Grades should be based on a review of the student's portfolio, collected at the midterm point and at the end of the semester. They are required to submit about 25 pages of revised work, not including rough drafts, group work, or peer revision. You are responsible for developing your own grading criteria and presenting it to the students at the beginning of the semester, based on your individual assignment choices. Based on the sample syllabus on the 342 page, here is one version of how the grade could be calculated:

  • Feature Story (and preparatory work): 35%

  • Book Review (and preparatory work): 20%

  • Interview Story (and preparatory work): 25%

  • Online Review: 5%

  • News Brief: 5%

  • Group Presentation (and preparatory work): 5%

  • Other discretionary issues (attendance, preparation, engagement with the material): 5%

Grading Policies:

Papers are due in class on the day that they are due. If students turn them in late, they will depreciate in value accordingly. Spelling errors, grammatical glitches, wordiness, blatant discrepancies from the truth, and formatting problems will count against the grade.
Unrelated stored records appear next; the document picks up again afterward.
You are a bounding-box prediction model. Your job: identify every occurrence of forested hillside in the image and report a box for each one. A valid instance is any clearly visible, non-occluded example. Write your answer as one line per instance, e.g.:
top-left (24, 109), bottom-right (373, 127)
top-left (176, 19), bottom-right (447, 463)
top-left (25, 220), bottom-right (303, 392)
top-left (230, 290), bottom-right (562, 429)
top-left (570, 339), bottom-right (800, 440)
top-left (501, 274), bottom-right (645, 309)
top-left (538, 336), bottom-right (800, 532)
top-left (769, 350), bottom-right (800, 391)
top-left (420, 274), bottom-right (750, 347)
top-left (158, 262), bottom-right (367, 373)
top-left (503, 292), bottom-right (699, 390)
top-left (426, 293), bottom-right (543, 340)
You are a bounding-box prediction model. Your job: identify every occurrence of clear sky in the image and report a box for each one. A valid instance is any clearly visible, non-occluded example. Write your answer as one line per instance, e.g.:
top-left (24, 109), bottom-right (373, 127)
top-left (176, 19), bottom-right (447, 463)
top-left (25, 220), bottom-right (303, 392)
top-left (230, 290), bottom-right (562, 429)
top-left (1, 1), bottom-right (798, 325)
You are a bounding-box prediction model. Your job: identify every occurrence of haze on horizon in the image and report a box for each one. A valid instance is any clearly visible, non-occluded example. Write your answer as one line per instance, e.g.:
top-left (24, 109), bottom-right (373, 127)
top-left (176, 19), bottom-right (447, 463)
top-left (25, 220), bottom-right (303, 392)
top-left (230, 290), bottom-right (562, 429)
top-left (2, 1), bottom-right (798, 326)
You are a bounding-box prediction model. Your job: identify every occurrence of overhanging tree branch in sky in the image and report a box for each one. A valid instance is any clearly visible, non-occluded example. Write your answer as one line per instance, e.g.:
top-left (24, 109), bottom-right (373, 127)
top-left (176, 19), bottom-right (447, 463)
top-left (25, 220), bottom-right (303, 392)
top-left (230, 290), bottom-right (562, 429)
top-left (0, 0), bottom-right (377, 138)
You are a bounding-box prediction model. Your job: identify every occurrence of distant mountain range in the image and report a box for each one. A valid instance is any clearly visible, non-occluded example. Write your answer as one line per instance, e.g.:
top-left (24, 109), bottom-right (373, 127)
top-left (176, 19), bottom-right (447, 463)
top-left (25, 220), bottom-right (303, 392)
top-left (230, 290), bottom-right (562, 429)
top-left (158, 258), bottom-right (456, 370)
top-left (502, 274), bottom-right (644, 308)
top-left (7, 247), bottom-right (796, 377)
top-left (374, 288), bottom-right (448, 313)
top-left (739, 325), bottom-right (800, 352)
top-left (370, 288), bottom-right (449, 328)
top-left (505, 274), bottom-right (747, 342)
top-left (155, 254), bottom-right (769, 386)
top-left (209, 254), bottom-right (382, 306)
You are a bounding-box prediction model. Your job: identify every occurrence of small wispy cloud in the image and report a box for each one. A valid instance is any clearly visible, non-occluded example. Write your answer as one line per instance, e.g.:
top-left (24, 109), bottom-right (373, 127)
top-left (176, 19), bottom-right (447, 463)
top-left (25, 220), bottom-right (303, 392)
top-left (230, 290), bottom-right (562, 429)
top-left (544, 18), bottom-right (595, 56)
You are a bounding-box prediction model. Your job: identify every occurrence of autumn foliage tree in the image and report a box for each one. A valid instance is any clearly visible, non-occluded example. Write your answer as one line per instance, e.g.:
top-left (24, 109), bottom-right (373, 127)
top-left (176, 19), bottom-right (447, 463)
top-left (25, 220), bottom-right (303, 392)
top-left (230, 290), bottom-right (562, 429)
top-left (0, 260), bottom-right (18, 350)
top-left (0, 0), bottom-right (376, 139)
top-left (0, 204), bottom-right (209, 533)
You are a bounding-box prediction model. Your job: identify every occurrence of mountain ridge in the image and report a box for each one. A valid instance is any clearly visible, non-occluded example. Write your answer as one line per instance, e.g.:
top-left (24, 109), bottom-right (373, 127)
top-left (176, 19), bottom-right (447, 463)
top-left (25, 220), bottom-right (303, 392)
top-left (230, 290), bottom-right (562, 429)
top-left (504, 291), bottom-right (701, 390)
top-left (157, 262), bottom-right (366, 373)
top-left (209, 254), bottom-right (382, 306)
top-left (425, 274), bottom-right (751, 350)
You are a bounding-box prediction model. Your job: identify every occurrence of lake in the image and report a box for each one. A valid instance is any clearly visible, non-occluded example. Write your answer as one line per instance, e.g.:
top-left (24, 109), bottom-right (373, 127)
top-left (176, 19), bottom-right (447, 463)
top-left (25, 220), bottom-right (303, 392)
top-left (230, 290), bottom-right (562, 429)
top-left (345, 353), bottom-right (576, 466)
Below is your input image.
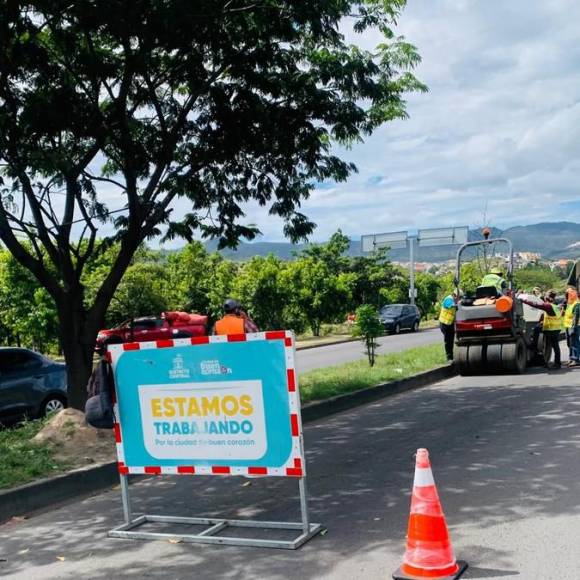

You are free to develop your own grading guidelines. The following is a sample method for evaluating work:

A = great story, worthy of publication. Great writing, interesting approach, correct format

B = good story, worthy of publication with editing. Good reporting, but not as interesting as an A, correct format

C = okay story, requires extensive work before publication. Wordy or redundant recounting of the issues, or scant and
superficial treatment of the topic

NP = dull, sloppy, boring, misses the point, poor grammar or organization. Don't even think of publication.

All assignments are required. Missing one means failure. A nonpassing assignment is better than no assignment.

Plagiarism is against the law. We will go over plagiarism in great detail, and I will be checking any suspicious work with our online bloodhound service. Don't do it. Cite any information you use from any source whatsoever, and never use someone's exact words without quotation marks.

Plagiarism:
Rutgers University, The Writing Program, and the Business and Technical Writing Program all offer a wealth of resources to help you communicate the confusing issues surrounding plagiarism to your students. We urge you to review all of this material and present it early and often. We also urge you to use internet search engines available through Rutgers to search for any papers or parts of papers that you suspect are plagiarized.